Using a brush size of 1, we click a single pixel from each class: one within a single CHO cell and the other in the surrounding background. In the next image, the annotation color of the CHO cell is yellow and the annotation color of the background is green. Activating Live Update reveals the segmentation looks similar to the results from thresholding. This outcome is promising considering this classification was determined by 1 feature and 1 pixel each for the CHO and background labels.
Adding more labels, one pixel at a time, we continue to refine the segmentation. Toggling the Segmentation and Uncertainty views provides real-time feedback that can guide the labeling process. Areas of high uncertainty will be aqua-blue, so annotating those areas will be most beneficial to training the program which pixels belong to which class. You should also view the predicted segmentation, and annotate pixels that are not currently segmented properly.

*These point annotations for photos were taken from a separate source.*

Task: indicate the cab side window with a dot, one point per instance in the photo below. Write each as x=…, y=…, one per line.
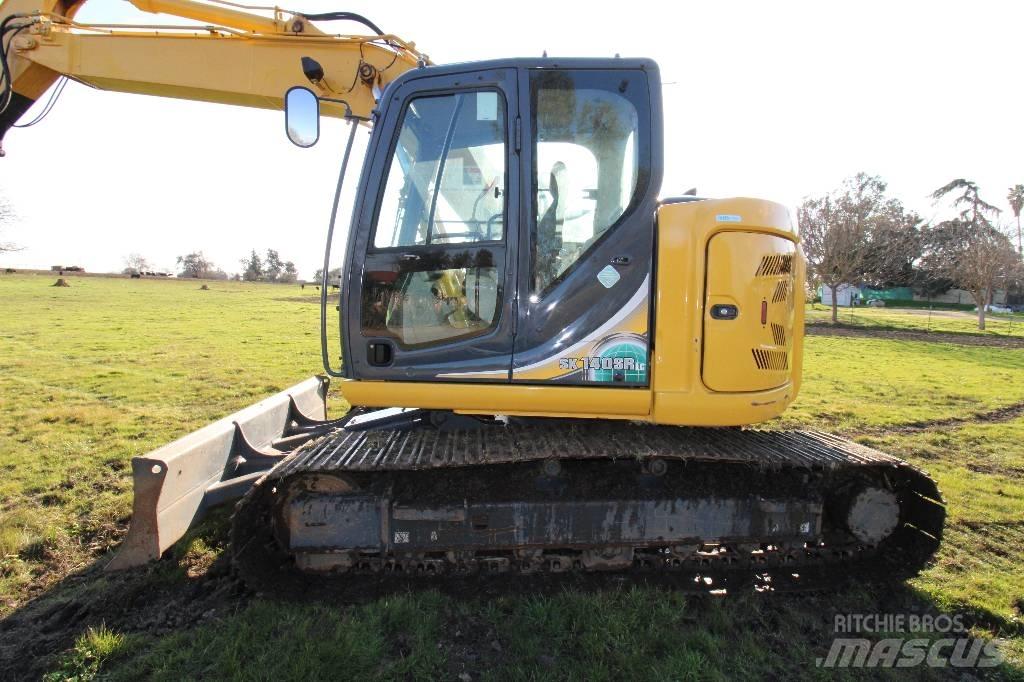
x=443, y=207
x=586, y=128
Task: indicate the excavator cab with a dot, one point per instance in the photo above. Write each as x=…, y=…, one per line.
x=505, y=225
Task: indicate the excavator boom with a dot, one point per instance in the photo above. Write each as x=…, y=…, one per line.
x=236, y=58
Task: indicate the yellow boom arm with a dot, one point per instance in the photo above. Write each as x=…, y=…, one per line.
x=237, y=57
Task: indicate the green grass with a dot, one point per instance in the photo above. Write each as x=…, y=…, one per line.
x=921, y=320
x=108, y=369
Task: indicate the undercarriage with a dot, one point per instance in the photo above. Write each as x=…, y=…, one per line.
x=431, y=498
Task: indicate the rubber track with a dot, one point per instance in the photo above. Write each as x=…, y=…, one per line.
x=267, y=568
x=428, y=449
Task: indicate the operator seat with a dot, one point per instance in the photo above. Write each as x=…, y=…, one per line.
x=549, y=228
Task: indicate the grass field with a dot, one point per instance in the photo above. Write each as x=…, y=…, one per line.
x=923, y=320
x=108, y=369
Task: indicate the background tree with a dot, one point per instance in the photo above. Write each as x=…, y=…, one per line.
x=7, y=216
x=970, y=249
x=290, y=274
x=252, y=267
x=135, y=263
x=333, y=275
x=856, y=233
x=272, y=266
x=1016, y=199
x=195, y=265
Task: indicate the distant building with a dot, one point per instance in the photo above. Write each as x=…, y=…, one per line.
x=845, y=295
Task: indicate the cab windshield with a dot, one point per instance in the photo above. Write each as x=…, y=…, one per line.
x=446, y=179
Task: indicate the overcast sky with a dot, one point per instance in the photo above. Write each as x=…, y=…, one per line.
x=770, y=99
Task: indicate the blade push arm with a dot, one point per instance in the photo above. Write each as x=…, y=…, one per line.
x=239, y=58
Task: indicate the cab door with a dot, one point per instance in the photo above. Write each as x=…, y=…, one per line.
x=592, y=171
x=430, y=275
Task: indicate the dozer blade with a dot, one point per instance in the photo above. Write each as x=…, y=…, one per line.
x=176, y=483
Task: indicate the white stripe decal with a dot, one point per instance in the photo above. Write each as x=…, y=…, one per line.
x=628, y=309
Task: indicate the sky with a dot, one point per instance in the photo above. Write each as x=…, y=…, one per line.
x=770, y=99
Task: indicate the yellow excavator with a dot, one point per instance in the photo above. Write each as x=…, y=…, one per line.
x=551, y=366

Continue until it seems that additional labels do not change the results, or a subset of the pixels begin “flipping” between CHO cell and background. Check and label other cells in the image, as well as in other images, to make sure the diversity in your experiment is represented in the training set. When satisfied with the results, export the probability maps, which in this case are the output and final step of pixel-based classification.
Segmenting probabilities with CellProfiler
The probability map images created with ilastik can then be processed by CellProfiler to identify and measure the CHO objects within the DIC images. The probability map images are grayscale images and can be treated as if they were the result of a “stain” for the cells. In other words, we have transformed the patterns and texture of intensity in the DIC image into an image where the intensity reflects the likelihood that a given pixel belongs to a cell. The image below demonstrates how the IdentifyPrimaryObjects module successfully segments all the CHO cells.
ilastik and CellProfiler can be used together to create an easy-to-use workflow that takes challenging images and quantifies the biology contained within. Note that the actual logistics of using CellProfiler and ilastik together are in flux; more details here: https://github.com/CellProfiler/CellProfiler/wiki/How-to-use-Pixel-Classification-in-CellProfiler
ilastik isn’t the only tool that plays well with CellProfiler. Many other pieces of software can be combined with CellProfiler, too; check out our listing of software partnerships. Taking a modular approach to developing a workflow can lead to flexible, approachable, and potent solutions to quantifying biological images.